With the development of information technology and intelligence technology, the informatization and intelligentizing of traffic management is the trend. License Plate Recognition system (LPR) is the core of Intelligent Traffic System (ITS). It is very important in modern traffic management systems. In recent years, the study on the critical techniques for LPR has already become an important research field of scientific circles. In this paper we discuss the three parts of License Plate Recognition Systems: image pre-process, license plate location and character segmentation, and make a deep research on some important and key technology.

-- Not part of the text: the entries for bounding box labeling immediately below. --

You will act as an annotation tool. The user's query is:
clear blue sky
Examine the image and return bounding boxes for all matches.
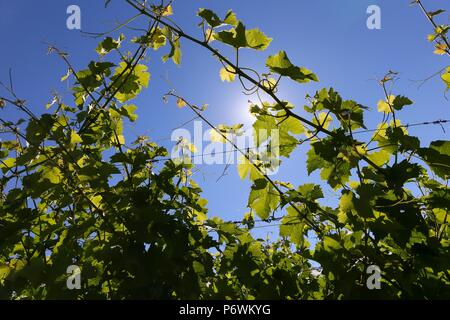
[0,0,450,240]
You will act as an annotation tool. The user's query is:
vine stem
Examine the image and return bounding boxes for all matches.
[126,0,384,174]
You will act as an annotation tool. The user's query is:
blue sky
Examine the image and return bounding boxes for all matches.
[0,0,450,240]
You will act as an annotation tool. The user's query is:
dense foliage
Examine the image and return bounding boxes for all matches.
[0,0,450,299]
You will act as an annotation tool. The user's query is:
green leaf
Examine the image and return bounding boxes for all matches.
[266,51,319,83]
[392,96,413,110]
[441,67,450,91]
[95,34,125,56]
[220,66,236,82]
[248,184,280,220]
[245,29,272,51]
[214,22,272,50]
[223,10,239,26]
[197,8,222,28]
[70,130,83,144]
[418,140,450,179]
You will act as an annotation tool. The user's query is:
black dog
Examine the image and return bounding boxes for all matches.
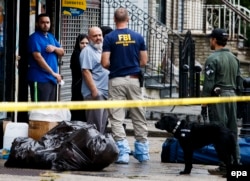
[155,116,237,174]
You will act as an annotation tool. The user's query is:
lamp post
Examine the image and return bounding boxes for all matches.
[240,78,250,137]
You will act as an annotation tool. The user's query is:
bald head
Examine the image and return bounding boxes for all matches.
[114,8,129,23]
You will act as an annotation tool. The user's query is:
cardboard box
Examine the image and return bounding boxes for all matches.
[28,120,58,141]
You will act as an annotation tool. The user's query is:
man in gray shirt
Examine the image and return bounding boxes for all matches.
[80,27,109,133]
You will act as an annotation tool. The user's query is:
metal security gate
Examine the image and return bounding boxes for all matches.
[59,0,101,101]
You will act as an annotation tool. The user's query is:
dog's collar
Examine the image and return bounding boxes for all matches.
[172,120,181,133]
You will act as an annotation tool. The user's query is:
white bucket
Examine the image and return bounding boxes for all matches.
[3,123,29,150]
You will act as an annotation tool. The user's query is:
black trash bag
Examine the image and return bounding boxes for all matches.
[4,121,90,169]
[52,124,118,171]
[4,137,56,169]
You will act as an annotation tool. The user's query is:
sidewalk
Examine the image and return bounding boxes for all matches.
[0,136,226,181]
[0,106,226,181]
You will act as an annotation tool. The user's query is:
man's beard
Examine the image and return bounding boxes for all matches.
[89,41,102,51]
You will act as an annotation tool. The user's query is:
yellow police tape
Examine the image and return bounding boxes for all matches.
[0,96,250,112]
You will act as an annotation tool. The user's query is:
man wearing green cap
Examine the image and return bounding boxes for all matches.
[202,29,240,175]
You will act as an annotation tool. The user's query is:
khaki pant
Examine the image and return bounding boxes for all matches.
[109,77,148,142]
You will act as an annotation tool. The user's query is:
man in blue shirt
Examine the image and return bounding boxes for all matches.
[28,14,64,101]
[80,27,109,133]
[102,8,149,164]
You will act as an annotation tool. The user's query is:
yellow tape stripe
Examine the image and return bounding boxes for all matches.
[0,96,250,112]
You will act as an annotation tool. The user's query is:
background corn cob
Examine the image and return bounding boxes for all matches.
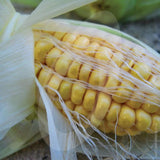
[34,25,160,136]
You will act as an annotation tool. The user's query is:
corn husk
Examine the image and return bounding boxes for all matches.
[0,1,160,160]
[12,0,160,24]
[0,0,95,158]
[75,0,160,24]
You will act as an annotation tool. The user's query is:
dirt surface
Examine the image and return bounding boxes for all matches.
[4,11,160,160]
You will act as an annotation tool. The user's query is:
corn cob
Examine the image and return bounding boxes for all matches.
[34,28,160,136]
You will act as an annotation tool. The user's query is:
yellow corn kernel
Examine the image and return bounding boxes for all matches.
[62,33,78,44]
[65,100,75,110]
[47,75,62,96]
[126,126,141,136]
[105,71,120,90]
[59,81,72,100]
[52,100,62,111]
[112,80,134,103]
[135,109,152,131]
[46,47,62,68]
[89,70,106,86]
[126,93,142,109]
[131,62,151,80]
[142,103,159,113]
[106,101,121,122]
[121,60,134,72]
[71,83,86,105]
[150,114,160,133]
[67,61,81,79]
[118,105,135,129]
[74,105,89,117]
[54,32,66,40]
[112,52,124,67]
[34,63,42,76]
[55,53,72,76]
[74,36,90,49]
[34,39,53,63]
[38,67,52,86]
[93,93,111,120]
[95,47,113,61]
[113,126,126,136]
[90,114,102,127]
[79,64,91,82]
[86,42,99,57]
[83,89,96,111]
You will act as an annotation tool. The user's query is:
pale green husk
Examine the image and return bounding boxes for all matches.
[0,0,160,160]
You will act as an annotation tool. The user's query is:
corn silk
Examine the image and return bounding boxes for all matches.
[0,0,160,160]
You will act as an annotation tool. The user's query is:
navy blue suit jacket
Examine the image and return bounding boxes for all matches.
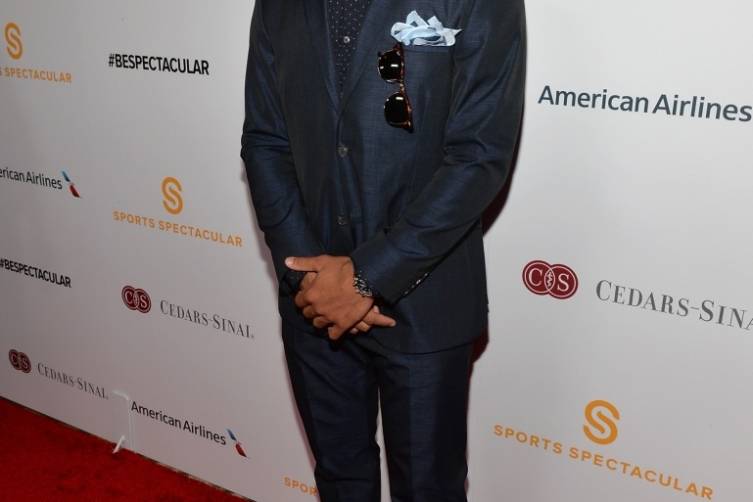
[241,0,526,353]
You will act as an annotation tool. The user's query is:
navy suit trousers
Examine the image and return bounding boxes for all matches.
[282,321,472,502]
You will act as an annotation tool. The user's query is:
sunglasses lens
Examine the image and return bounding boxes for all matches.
[379,49,403,82]
[384,92,410,127]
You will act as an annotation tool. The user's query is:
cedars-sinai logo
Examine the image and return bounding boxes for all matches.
[120,286,152,314]
[8,350,31,373]
[523,260,578,300]
[583,399,620,445]
[5,23,24,60]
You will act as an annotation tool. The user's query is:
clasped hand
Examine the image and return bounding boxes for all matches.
[285,255,395,340]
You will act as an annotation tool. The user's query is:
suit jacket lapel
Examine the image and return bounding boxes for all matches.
[338,0,408,112]
[303,0,340,108]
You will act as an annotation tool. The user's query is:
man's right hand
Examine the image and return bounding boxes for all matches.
[300,272,395,335]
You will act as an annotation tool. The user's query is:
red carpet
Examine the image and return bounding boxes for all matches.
[0,398,245,502]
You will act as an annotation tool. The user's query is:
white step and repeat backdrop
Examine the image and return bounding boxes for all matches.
[0,0,753,502]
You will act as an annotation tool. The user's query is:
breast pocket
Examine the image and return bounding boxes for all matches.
[403,45,453,133]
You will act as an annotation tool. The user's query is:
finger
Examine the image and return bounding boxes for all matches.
[363,310,397,328]
[327,325,344,340]
[353,321,371,333]
[298,272,316,291]
[285,256,321,272]
[313,316,332,328]
[294,291,309,309]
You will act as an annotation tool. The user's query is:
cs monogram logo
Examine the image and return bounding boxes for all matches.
[8,350,31,373]
[162,176,183,214]
[523,260,578,300]
[120,286,152,314]
[5,23,24,59]
[583,400,620,445]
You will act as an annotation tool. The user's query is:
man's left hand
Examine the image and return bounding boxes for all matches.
[285,255,390,340]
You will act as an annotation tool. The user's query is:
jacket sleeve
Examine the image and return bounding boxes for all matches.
[351,0,526,303]
[241,0,323,294]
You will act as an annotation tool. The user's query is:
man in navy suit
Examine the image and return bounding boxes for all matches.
[241,0,525,496]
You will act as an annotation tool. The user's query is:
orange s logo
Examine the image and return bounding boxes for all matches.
[5,23,24,59]
[162,176,183,214]
[583,400,620,445]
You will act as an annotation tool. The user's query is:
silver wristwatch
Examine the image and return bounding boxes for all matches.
[353,270,374,297]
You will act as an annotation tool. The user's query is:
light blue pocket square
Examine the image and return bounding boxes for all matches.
[390,10,461,46]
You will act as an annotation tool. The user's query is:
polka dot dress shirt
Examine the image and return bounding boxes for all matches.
[327,0,371,92]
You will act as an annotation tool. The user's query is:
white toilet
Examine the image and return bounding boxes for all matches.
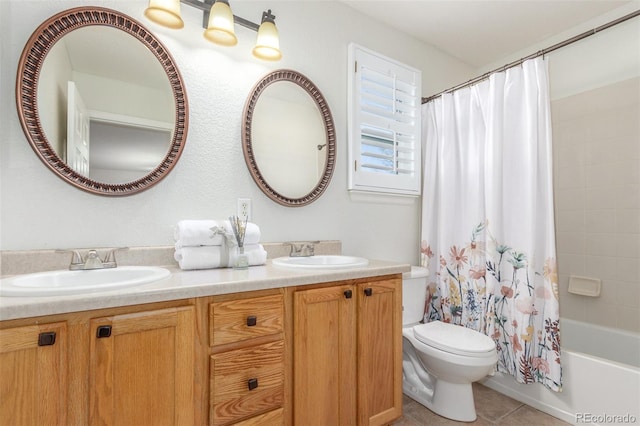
[402,266,498,422]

     A hybrid license plate location scheme is presented in this paper, which is mainly implemented as following several stages. At first, in the license plate roughly location stage, according to the continuity of transverse integral projection of the license plate region, and according to the number of white change points taking up a majority of the license plate, we use a rectangle to traverse the whole marginal-binary-image of the plate rage. After extracting the approximate license plate, judgment of the base color of the license plate is done, because the information of color is conserved when we do pre-treatment of the images. Second stage is accurately extracting the license plate. We use a method including horizontal and vertical operators to locate the license plate region; the pixel-rate is utilized to verify the real license plates which are the pixel of the plate color compare to the pixel of the candidate license plate color. In the last section, the slant correction of license plate is necessary to use the method combined with Hough transform and projection, so that the correspond plate region is present. Then we excise the border of the characters and segment them.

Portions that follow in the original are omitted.